La déroute du Labour en Irlande doit nous servir d’exemple

Partager cet article

Les élections irlandaises du 26 février n’étaient pas qu’un test pour le gouvernement sortant du Taoiseach (Premier ministre) Enda Kenny. Ce fut  également une épreuve électorale pour les politiques imposées à ce pays par les autorités européennes à partir de 2010. En effet, la politique menée par la coalition sortante, qui regroupait le Fine Gael du premier ministre et les Travaillistes du Labour, n’a pas été celle du programme de ces partis lors des précédentes élections mais celle imposée par la troïka (BCE, FMI, Commission européenne). 

Le Labour irlandais a subi ce 26 février 2016 une débâcle historique. Avec 6,67 %, les Travaillistes réalisent le troisième plus mauvais score de son histoire, le pire depuis 1987. Il perd près de 13 points en cinq ans et n’aura que 6 élus, un seul de plus que l’Alliance contre l’Austérité.

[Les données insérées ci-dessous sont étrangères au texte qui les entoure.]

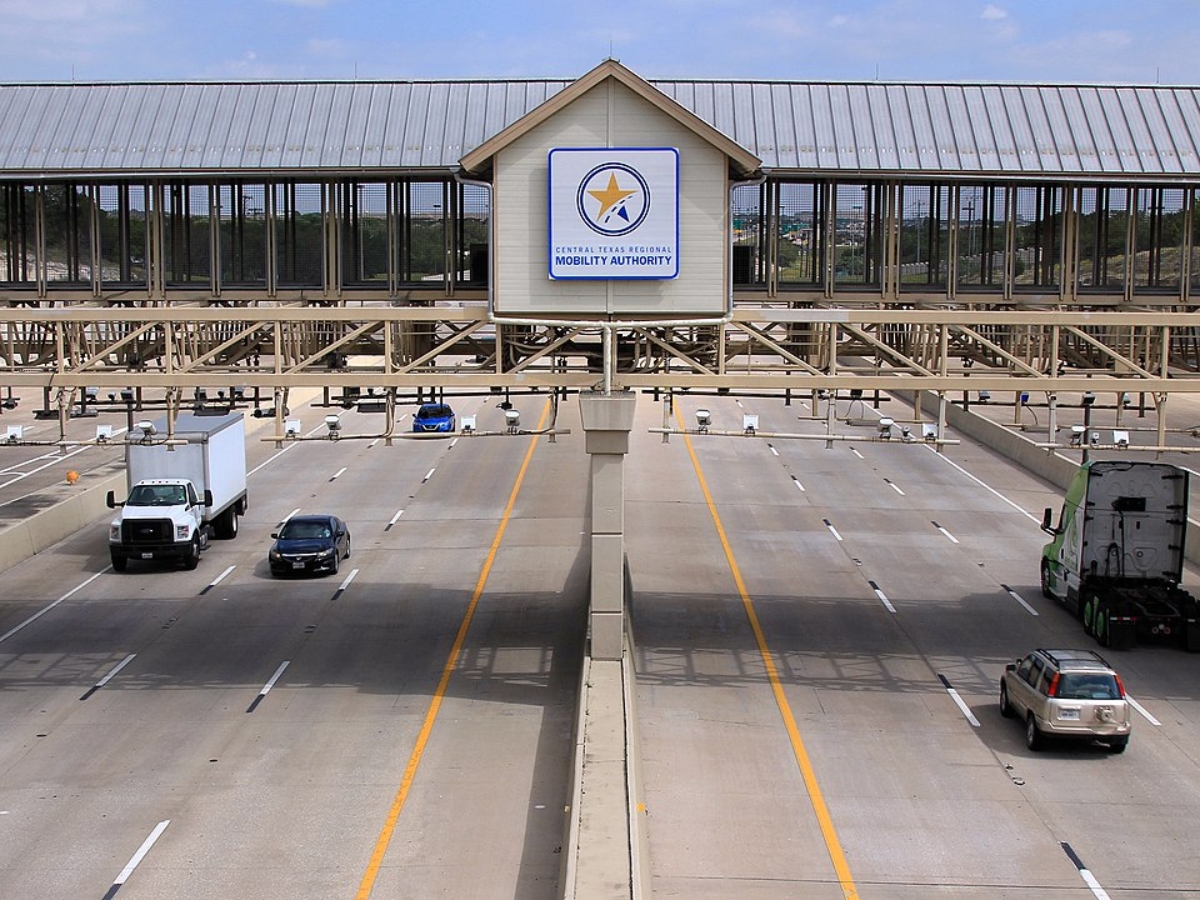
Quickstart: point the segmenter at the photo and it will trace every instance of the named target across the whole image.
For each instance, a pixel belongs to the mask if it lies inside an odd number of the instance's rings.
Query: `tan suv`
[[[1038,649],[1004,666],[1000,713],[1025,719],[1030,750],[1040,750],[1051,736],[1104,740],[1115,754],[1129,744],[1121,676],[1092,650]]]

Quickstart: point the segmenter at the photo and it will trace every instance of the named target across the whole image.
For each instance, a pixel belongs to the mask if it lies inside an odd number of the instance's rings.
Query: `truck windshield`
[[[127,506],[179,506],[187,503],[182,485],[138,485],[130,491]]]

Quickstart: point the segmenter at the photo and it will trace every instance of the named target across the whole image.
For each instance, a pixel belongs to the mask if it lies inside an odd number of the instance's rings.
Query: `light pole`
[[[967,200],[967,259],[970,260],[973,258],[974,258],[974,197]]]

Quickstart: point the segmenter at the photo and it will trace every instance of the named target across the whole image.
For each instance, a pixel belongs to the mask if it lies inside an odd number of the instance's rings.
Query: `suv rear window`
[[[448,406],[425,406],[416,410],[418,419],[443,419],[448,415],[454,415]]]
[[[1120,700],[1117,679],[1104,672],[1064,672],[1058,679],[1060,700]]]

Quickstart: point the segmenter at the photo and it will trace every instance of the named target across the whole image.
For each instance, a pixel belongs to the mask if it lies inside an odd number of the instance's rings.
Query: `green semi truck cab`
[[[1188,472],[1163,462],[1092,460],[1075,473],[1057,523],[1045,510],[1042,593],[1103,647],[1200,649],[1200,610],[1181,587]]]

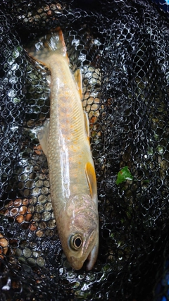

Certes, le Labour irlandais n’a jamais vraiment percé dans le pays, bloqué par un Fianna Fáil qui a toujours été perçu comme le parti de la classe moyenne et ouvrière. Il a toujours été très « centriste » et l’ennemi traditionnel du Fine Gael. Mais 2011 et l’éclatement de ce dernier avait donné une chance historique au Labour. Avec 19,5 %, il réalisait alors son meilleur score depuis 1922 et parvenait à séduire les déçus du Fianna Fáil sur un programme anti-austéritaire. Malheureusement il a bradé cette chance en s’alliant avec Enda Kenny. Pour beaucoup de ses électeurs, le Labour n’a pas su jouer suffisamment son rôle d’amortisseur de la politique d’austérité du gouvernement.

Sur les « premières préférences » (les Irlandais établissent des votes par ordre de préférence), le Fine Gael et le Labour obtiennent respectivement 25,52 % et 6,61 %. Ces 32,13 % des voix représentent un recul de 23,6 points. 43 % de l’électorat de la coalition en 2011 l’ont abandonné vendredi dernier. Certes, le Fine Gael demeure la première force d’Irlande, mais c’est une bien piètre consolation : il revient sous son score de 2007, à un niveau assez traditionnel. 

Le premier enseignement de l’élection est que la croissance du PIB ne suffit pas à effacer les effets négatifs de l’austérité. Une économie exemplaire ne garantit pas un sauf-conduit au pouvoir en place. Le Labour a été sévèrement sanctionné car on lui reproche de ne pas en avoir assez fait. Il a été débordé sur sa gauche, ce qui n’a cessé de l’affaiblir. En effet, la gauche radicale avec le Sinn Féin, les Verts et l’Alliance contre l’austérité, obtient le plus haut score de son histoire dans ce pays très conservateur : 20,52 % des voix contre 14 % en 2011.

Enda Kenny a commis une erreur fondamentale en niant cette situation et en centrant son discours sur la « poursuite de la reprise », alors que la majorité des Irlandais vivent encore un quotidien marqué par des problèmes de logement et d’endettement important des familles. Ils ne voient pas les effets, sur leur quotidien, ni de la reprise économique ni de la croissance irlandaise. Seule la diminution du chômage leur donne quelques espoirs passé de 16.5% à moins de 10%.

Le sort du Labour irlandais peut être une leçon pour la sociale-démocratie européenne. Lorsque cette dernière refuse d’incarner une alternative aux politiques libérales de centre-droit, mais au contraire, se fait son bras armé et son allié, elle doit être prête à en payer le prix. Les Verts puis le parti des Progressive Democrats ont connu de pires destinées en disparaissant tout simplement après une période de coalition au pouvoir avec Fianna Fail, sans aucun élu lors des élections suivant leur temps au Gouvernement.